Bayard & Holmes

By Piper Bayard

 

Many Civil War historians say that partisanship in America is more heated than it has been since 1860. We are regularly smacked in the face by evidence that both major political parties put their own special interests above the interests of our nation. George Washington warned of this fate in his Farewell Address, which is revisited in this article from the January, 1861, edition of The Crisis newspaper. The Crisis sprang to life that year for the specific purpose of recording the events surrounding a deeply divided electorate in a country fraught with internal strife. I reprint that article from The Crisis here in full, including its punctuation, spelling. Click here to see George Washington’s entire Farewell Address.


 

Washington’s Farewell Address

The Crisis, Columbus, Ohio, January 31, 1861

 

In this hour of our dread difficulties it is most important that we should “look before we leap;” that we should examine every step we make; that we should thoroughly understand the causes that have led to our great misfortunes, and thereby be prepared to act understandingly. We must not loose our cool and better judgment from excitement nor suffer our passions to get the better of our reason.

As we talk much of the precepts of “our fathers” it may be well for each and every one to read them, study them, and examine each for himself whether he has in word or deed departed from them. With this view we insert in this number of “the Crisis,” as an excellent preface to the work the Farewell Address of GEORGE WASHINGTON, who, by general concession, is called “the Father of his country.” No one can doubt the sincerity of WASHINGTON. His single hearted patriotism and parental love for the American people are a part of his charmed history. His words, therefore, and not those of a partisan or one seeking glory or popularity.

We call attention to three things in this Farewell Address:

1st. His warning against sectional politics. He foresaw that a government constituted as ours, the first and greatest danger was in the prejudices that were likely to arise between sections. Extending over so large an area of country, with so great a variety of soil and climate, with each separate State having full and exclusive control over its own local affairs, General WASHINGTON, with an eye devoted to our success in future years, warned us against the very evils that now afflict the whole land. Let those who have departed from this timely warning lay to their own hearts the kindling of that fire which is now consuming us. If too late to stay the terrible evil, it is not too late to repent and stay the severity of its progress.

2nd. He warns us also against the bitterness of party strife. In no portions of our history, has the country been afflicted with the same amount of senseless partisan warfare, as that of the last six or seven years. No measure worthy of a great nation could have a respectful hearing–no legislation of an absolute and practical nature could get due attention–every thing was sunk in the mere partisan, and the worst spirit of intermeddling with other people’s business, ruled the hustings and the legislative assemblies.

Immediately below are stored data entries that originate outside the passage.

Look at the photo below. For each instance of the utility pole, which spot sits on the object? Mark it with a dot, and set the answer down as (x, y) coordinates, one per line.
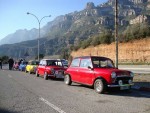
(116, 31)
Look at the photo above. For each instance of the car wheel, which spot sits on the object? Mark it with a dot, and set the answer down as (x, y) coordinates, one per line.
(37, 73)
(67, 80)
(29, 72)
(45, 76)
(99, 86)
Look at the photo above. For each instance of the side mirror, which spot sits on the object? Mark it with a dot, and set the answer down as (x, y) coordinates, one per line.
(89, 67)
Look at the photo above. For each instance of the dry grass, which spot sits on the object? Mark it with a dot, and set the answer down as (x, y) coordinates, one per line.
(134, 51)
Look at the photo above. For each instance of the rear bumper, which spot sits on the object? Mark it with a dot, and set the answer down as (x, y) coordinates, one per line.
(120, 85)
(56, 76)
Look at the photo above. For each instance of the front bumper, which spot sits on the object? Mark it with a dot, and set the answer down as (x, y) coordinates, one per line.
(124, 85)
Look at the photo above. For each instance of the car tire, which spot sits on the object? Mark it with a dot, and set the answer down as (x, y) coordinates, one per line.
(67, 80)
(29, 72)
(37, 75)
(45, 76)
(99, 86)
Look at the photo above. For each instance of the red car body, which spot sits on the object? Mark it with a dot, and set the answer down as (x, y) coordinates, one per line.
(16, 65)
(50, 68)
(89, 70)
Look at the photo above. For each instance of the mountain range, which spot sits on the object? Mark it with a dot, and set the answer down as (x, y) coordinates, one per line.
(68, 30)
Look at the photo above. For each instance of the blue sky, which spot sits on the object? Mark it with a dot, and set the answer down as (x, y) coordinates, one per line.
(13, 13)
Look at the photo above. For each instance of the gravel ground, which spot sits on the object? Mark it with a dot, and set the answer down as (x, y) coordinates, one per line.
(142, 82)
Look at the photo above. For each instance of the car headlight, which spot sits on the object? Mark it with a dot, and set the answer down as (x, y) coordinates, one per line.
(113, 75)
(52, 71)
(132, 74)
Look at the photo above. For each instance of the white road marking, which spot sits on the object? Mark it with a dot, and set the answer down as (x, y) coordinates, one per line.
(52, 105)
(147, 95)
(9, 76)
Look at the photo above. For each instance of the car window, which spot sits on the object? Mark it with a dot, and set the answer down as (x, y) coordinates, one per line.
(44, 63)
(98, 62)
(41, 62)
(86, 63)
(75, 63)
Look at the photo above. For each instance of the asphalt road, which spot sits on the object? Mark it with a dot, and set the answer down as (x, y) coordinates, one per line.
(140, 69)
(21, 92)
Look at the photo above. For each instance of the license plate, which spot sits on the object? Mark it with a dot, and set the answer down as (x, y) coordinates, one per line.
(124, 87)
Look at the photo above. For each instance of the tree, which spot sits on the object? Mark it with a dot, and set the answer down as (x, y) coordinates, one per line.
(41, 56)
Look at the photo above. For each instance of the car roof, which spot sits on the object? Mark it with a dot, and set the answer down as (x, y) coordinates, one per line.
(92, 57)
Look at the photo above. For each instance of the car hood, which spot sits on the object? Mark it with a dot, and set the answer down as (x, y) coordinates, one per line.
(55, 67)
(110, 70)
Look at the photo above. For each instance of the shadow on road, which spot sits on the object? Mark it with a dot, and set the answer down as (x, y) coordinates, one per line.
(118, 92)
(6, 111)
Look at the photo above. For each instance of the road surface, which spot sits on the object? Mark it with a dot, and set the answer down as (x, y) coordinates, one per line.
(21, 92)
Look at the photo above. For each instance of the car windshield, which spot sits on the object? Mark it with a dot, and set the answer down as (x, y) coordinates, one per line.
(35, 63)
(54, 63)
(99, 62)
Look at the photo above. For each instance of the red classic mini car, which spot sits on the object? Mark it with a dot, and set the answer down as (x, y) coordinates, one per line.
(98, 72)
(50, 68)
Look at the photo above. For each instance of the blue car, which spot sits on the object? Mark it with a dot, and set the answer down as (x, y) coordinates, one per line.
(23, 65)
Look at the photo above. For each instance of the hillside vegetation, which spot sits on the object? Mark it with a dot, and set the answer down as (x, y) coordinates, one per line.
(90, 27)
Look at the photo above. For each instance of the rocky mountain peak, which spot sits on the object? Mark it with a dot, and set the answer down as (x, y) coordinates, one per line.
(90, 5)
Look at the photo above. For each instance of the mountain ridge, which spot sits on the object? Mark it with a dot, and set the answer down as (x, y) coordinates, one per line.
(68, 30)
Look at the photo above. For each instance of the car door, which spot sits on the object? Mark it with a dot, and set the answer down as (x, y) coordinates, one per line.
(43, 67)
(86, 72)
(40, 67)
(74, 69)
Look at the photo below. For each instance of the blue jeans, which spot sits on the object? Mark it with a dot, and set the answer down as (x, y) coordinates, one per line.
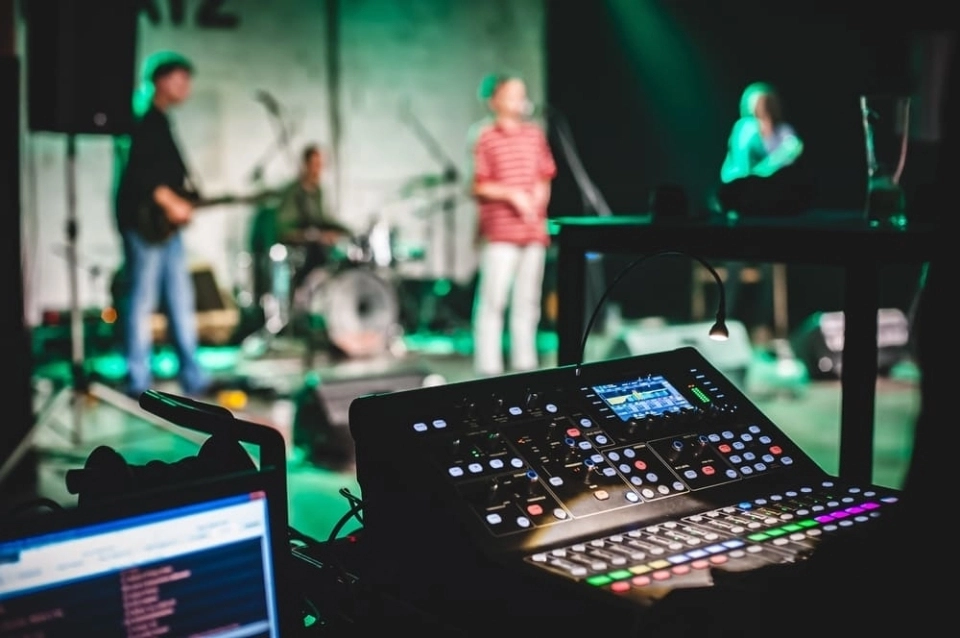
(153, 270)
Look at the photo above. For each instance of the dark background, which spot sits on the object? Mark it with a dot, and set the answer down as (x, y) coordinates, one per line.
(654, 104)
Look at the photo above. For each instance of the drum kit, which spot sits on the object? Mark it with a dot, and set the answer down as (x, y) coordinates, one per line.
(349, 303)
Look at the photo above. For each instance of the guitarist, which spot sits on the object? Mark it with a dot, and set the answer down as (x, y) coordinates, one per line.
(154, 172)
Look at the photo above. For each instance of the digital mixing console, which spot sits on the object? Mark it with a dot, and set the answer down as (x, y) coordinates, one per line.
(565, 492)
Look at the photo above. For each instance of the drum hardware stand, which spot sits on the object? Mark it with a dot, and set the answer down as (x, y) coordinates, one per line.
(80, 388)
(435, 309)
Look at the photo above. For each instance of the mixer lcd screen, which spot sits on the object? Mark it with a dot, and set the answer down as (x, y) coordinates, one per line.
(647, 396)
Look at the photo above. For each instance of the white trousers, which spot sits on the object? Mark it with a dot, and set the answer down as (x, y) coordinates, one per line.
(514, 273)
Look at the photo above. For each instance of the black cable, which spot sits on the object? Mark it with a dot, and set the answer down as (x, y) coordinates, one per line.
(719, 328)
(36, 503)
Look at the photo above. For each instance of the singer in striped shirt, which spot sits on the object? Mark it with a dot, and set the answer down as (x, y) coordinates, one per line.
(512, 168)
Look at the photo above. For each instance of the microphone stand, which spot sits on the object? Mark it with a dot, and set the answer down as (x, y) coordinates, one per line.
(449, 180)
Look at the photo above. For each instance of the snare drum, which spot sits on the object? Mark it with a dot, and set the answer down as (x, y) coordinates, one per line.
(357, 310)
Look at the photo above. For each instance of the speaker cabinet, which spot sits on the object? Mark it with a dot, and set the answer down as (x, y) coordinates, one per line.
(81, 65)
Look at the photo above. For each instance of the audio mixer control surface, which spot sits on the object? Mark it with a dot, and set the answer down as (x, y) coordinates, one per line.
(616, 481)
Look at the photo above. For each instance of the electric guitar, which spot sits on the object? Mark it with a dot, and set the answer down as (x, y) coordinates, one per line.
(155, 226)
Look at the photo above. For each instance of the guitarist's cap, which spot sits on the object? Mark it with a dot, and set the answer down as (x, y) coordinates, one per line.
(163, 62)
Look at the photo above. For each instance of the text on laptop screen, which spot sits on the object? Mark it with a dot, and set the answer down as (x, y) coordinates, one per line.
(203, 569)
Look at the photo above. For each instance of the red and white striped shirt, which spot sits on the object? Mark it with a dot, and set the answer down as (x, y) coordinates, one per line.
(519, 157)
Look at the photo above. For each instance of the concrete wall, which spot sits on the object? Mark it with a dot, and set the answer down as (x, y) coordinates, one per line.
(401, 62)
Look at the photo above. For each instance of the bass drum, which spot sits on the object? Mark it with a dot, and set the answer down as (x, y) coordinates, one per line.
(355, 309)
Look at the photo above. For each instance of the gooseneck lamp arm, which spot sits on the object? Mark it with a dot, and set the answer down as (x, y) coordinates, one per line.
(718, 331)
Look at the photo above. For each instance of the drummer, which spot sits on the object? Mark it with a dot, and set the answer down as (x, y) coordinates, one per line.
(301, 218)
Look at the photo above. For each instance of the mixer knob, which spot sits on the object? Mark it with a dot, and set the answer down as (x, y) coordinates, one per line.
(676, 449)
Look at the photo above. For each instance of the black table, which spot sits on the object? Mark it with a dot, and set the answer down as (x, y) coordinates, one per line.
(841, 239)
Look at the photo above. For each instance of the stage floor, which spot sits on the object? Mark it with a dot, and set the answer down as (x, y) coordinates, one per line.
(809, 413)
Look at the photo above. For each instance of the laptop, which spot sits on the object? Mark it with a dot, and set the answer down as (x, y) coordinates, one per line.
(205, 559)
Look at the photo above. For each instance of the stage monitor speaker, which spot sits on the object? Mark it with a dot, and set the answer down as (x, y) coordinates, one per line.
(81, 65)
(819, 342)
(732, 357)
(322, 420)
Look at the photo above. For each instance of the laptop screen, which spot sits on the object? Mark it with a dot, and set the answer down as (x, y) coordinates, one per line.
(198, 567)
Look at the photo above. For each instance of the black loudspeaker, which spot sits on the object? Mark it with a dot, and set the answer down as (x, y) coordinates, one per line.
(81, 65)
(819, 342)
(321, 423)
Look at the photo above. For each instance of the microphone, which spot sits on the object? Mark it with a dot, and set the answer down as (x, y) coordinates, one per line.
(268, 101)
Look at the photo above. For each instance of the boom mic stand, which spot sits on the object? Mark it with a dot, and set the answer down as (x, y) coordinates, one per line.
(450, 178)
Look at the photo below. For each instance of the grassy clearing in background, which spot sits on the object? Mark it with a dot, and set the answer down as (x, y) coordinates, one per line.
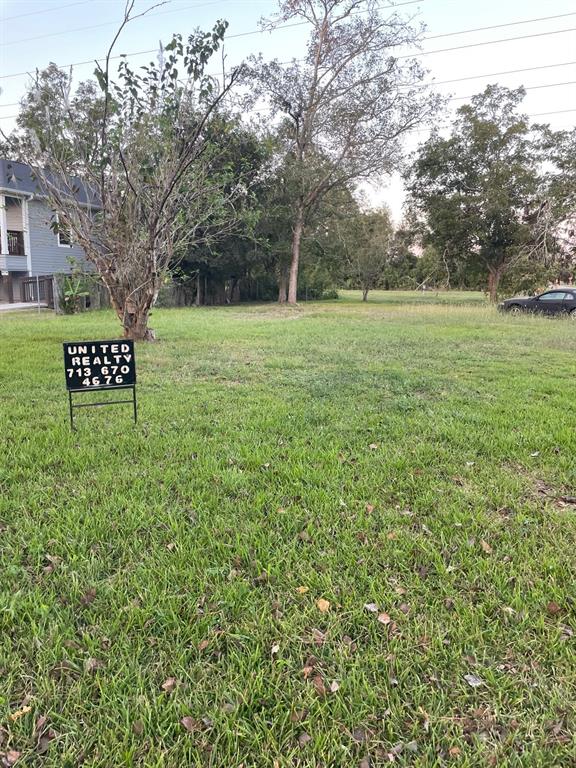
(417, 459)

3rd. GENERAL WASHINGTON warns us to be jealous of the interference and intermeddling of foreign nations. It was important to governments of legitimacy that our experiment of self-government should prove a failure. As we grew in power and glory, the glittering paraphernalia of kings and nobles must diminish in lustre. Hence their early interference to aid us in knowledge and direct us to our ruin.

This last warning is peculiarly adapted to our present condition. Having contemned the first, that of avoiding sectionalism, and the sad consequences being in the full vigor all over the land, we shall have the offer of the serpent’s embrace, from every crowned head in Europe.

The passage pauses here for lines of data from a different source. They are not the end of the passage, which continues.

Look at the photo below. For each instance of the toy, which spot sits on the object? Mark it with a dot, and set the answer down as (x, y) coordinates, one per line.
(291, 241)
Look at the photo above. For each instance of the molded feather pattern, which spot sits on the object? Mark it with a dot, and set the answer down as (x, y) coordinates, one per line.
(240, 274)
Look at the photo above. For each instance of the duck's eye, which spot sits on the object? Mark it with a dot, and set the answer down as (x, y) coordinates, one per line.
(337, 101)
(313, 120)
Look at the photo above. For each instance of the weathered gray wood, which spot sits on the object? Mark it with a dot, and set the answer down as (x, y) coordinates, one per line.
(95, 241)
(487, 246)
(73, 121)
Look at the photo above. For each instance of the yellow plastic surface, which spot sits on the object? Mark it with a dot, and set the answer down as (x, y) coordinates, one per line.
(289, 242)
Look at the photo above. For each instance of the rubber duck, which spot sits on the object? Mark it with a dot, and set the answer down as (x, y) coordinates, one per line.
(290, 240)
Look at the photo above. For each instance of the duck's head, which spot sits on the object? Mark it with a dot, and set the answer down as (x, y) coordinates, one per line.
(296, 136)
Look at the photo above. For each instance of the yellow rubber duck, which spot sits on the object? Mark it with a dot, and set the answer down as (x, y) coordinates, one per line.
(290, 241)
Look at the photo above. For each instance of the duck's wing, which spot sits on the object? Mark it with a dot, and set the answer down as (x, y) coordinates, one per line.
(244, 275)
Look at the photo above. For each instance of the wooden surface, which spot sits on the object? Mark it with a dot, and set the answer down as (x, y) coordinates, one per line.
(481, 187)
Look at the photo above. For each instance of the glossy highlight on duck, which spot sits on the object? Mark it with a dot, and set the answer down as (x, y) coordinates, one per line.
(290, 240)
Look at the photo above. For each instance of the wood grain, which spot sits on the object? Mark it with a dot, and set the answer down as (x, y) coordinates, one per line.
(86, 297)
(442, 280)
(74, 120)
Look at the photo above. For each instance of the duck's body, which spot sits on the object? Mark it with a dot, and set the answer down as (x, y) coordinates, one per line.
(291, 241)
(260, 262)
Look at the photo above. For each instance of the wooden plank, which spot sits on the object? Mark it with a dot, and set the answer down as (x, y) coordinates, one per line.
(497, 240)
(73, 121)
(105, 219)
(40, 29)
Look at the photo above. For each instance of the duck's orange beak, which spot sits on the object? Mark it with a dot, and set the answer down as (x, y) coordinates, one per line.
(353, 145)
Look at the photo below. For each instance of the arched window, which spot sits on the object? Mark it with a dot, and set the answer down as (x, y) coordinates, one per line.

As we have not avoided the first error, let us not rush heedlessly into the embraces of the last, and thus add foreign bondage to our other misfortunes. Let every man keep his eyes and ears open, for he may see strange sights and hear strange sounds before we get our present fearful and lamentable difficulties adjusted.

 


 

So often people dismiss our founding fathers by saying the world is different, and they could not foresee the issues we deal with today. On the contrary, the issues are exactly the same. We are a sectioned nation, defining ourselves as Red States and Blue States, Republicans and Democrats, urban and rural, and still, in some places, North and South. Political forces shamelessly push ideologies that exploit our basest emotions and most superficial differences for their own agendas.

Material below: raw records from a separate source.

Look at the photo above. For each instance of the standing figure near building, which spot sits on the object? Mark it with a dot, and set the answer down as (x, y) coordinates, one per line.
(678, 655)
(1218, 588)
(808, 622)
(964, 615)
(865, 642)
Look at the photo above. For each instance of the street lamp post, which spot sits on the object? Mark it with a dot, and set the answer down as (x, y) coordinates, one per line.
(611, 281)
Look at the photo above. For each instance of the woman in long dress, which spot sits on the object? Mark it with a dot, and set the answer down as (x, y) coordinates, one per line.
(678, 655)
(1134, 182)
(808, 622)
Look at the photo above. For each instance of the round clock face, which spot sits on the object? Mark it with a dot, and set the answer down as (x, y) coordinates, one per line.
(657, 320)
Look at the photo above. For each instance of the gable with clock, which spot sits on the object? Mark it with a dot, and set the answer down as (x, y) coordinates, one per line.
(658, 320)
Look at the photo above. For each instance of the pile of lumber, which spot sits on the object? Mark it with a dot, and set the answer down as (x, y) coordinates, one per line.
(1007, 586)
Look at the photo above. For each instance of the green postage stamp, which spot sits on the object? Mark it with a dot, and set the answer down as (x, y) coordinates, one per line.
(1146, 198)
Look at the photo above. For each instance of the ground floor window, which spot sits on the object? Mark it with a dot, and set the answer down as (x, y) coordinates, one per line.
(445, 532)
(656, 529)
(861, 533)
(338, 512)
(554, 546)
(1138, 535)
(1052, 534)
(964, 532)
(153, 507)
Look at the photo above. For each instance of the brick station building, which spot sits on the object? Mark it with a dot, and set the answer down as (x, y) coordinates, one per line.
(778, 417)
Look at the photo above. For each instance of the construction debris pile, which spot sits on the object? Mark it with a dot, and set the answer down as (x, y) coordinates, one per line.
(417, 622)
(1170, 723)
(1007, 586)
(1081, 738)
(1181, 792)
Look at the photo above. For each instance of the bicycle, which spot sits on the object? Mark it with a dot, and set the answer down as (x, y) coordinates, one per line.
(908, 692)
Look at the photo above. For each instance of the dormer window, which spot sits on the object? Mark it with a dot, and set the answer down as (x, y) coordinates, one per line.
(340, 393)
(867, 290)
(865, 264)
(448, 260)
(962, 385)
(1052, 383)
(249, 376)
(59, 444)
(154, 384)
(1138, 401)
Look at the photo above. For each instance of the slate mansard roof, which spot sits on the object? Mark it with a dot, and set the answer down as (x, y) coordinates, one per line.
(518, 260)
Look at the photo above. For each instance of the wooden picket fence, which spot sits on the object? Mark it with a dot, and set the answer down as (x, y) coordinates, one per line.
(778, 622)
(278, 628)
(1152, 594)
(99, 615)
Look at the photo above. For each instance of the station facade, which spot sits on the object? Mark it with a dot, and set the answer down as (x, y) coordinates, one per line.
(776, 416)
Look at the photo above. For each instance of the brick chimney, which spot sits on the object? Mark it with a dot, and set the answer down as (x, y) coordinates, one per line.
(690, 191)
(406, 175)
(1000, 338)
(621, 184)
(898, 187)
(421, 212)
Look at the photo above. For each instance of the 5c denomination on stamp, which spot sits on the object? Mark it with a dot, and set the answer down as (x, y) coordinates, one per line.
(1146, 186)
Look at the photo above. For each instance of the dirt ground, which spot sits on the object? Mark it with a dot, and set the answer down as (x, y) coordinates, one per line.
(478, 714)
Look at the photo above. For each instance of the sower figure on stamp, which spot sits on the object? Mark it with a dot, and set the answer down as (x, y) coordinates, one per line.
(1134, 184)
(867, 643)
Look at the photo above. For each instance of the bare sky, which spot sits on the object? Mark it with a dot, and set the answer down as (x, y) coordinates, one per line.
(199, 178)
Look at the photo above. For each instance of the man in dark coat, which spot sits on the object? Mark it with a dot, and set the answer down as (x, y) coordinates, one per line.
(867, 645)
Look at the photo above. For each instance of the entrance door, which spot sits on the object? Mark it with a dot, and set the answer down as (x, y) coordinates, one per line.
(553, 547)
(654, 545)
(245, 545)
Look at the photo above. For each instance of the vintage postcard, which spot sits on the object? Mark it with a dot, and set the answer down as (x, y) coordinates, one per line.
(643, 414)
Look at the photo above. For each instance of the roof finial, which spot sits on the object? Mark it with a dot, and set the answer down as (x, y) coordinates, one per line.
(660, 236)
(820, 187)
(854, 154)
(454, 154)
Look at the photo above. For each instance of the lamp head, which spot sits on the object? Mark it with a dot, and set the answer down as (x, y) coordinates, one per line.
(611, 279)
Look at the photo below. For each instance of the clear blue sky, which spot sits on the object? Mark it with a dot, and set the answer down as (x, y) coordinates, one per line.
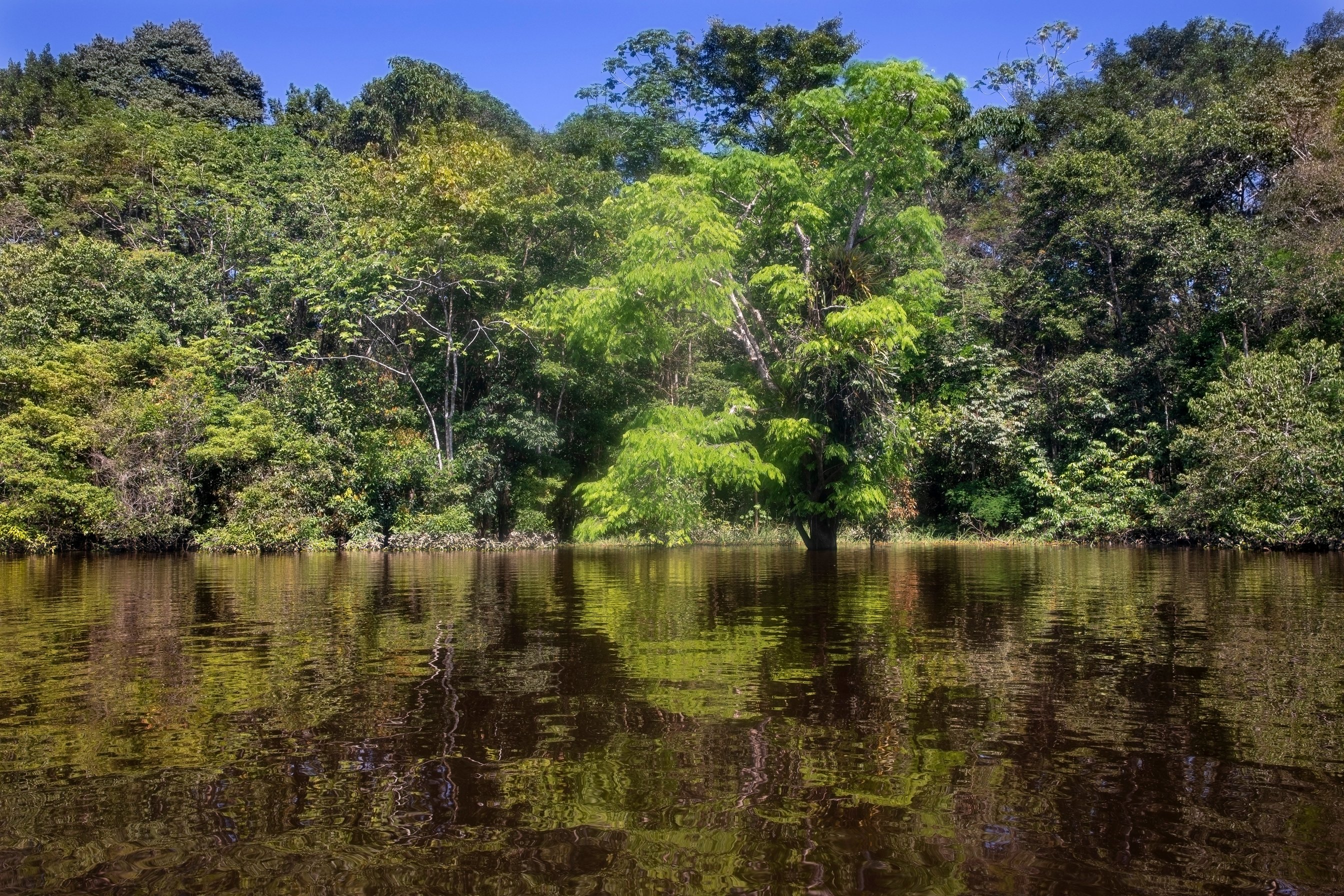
(536, 56)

We are a partisan nation, reduced to only two real choices with large segments of our population supporting anything their own party does, and ascribing everything the opposing party does to evil motives. And we are a nation in foreign bondage, spending far more than we have at every turn, and turning to countries that would love to see us fail to cover our excesses, thus giving them power over our weakness. Washington was spot on in his Farewell Address, and every bit as relevant today as he was at the dawn of the Civil War and at the birth of the United States of America.

As the perpetual election season increases from ebb to flow, let’s take a moment to remember that all Americans are Americans, regardless of our hometown, our skin color, or our party affiliation. Perhaps if we all put America first over sectional, partisan, and foreign interests, we will once more choose leaders who do the same.